Des tarifs, les mêmes depuis plus de vingt ans, qui expliquent en partie le succès du zoo pendant les jours fériés et les week-ends. Mais en cette fin de mois d’août, les visiteurs sont rares. Et l’on peut compter sur les doigts d’une main les employés croisés pendant toute la durée de la visite. Ce qui accentue l’impression d’abandon qui règne sur les lieux.
D’autant plus qu’en ce début d’après-midi, l’ombre est chiche, et la chaleur semble écraser les « habitants » du parc animalier. A droite après l’entrée, biches et cerfs s’abritent à l’ombre du seul arbre de leur enclos. Ils ne sont pas les plus mal lotis.
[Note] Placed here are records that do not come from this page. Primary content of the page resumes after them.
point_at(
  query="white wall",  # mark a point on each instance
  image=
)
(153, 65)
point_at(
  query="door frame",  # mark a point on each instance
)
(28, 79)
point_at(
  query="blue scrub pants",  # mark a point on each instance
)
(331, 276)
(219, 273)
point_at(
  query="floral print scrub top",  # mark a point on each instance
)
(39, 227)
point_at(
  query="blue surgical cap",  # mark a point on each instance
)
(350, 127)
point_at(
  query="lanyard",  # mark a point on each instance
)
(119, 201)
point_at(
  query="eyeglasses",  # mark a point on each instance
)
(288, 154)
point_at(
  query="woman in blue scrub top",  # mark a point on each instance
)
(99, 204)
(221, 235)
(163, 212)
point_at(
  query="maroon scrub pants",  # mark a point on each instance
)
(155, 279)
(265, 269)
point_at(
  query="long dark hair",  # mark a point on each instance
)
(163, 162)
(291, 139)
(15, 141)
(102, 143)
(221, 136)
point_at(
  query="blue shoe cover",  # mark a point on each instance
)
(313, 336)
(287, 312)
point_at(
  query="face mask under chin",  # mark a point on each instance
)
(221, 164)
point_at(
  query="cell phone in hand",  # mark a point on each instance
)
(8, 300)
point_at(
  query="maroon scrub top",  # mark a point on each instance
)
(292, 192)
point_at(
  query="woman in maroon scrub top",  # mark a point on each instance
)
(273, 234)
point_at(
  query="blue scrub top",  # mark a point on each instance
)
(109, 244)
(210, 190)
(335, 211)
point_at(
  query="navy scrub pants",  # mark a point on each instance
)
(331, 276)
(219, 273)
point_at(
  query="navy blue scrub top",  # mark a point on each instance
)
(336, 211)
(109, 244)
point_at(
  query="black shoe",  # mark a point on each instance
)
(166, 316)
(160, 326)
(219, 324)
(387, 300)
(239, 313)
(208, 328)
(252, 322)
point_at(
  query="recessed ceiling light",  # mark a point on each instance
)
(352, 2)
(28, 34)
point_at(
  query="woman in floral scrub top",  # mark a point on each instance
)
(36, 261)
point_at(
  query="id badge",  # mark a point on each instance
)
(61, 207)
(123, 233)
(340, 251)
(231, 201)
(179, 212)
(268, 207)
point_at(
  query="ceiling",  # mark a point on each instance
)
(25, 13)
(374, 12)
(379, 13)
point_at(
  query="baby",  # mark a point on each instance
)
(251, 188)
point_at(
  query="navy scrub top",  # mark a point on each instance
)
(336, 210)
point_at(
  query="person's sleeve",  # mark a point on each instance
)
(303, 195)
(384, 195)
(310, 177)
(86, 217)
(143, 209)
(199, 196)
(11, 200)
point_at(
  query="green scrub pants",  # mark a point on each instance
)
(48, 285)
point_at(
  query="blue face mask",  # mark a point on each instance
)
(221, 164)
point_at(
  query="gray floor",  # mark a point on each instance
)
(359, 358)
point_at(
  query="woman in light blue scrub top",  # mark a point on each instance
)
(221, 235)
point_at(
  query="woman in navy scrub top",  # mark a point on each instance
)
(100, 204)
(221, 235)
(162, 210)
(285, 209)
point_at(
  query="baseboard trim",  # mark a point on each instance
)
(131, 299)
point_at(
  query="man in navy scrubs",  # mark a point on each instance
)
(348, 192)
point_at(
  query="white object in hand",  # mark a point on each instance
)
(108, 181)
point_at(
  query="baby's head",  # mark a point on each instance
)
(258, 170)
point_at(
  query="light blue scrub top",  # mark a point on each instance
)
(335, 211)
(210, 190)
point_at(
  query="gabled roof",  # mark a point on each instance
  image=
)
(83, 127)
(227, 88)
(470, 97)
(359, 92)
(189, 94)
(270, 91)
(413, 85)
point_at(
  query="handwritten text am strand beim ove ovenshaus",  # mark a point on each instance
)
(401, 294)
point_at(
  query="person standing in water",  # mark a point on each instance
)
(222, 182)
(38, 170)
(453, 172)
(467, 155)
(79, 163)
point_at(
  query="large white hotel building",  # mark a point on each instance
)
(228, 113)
Dans de nombreuses cages, l’auvent censé abriter les animaux des rayons du soleil est avachi, ou inexistant. On bifurque vers la gauche, pour aller voir les « rois » du zoo. Les trois lions de l’Atlas se partagent deux – vraiment petits  – enclos, et à l’heure du repas, quelques quartiers de viande.
Si l’un d’entre eux seulement paraît maigre, ils semblent également léthargiques. Une expression partagée par tous les animaux du zoo, même les singes, qui attendent, accrochés aux barreaux, qu’un visiteur leur jette de la nourriture à travers les trous béants du grillage censé l’en empêcher.
D’ailleurs, quand les grands oiseaux s’approchent, alors qu’un visiteur passe devant eux, ce n’est pas par curiosité, ni par besoin de compagnie. Ils ont faim, tout simplement. Et sont accros à la « junk food ». A voir les emballages qui jonchent le sol des enclos, on comprend vite que l’émeu australien est manifestement habitué à recevoir petits gâteaux, chips, pop corn, etc.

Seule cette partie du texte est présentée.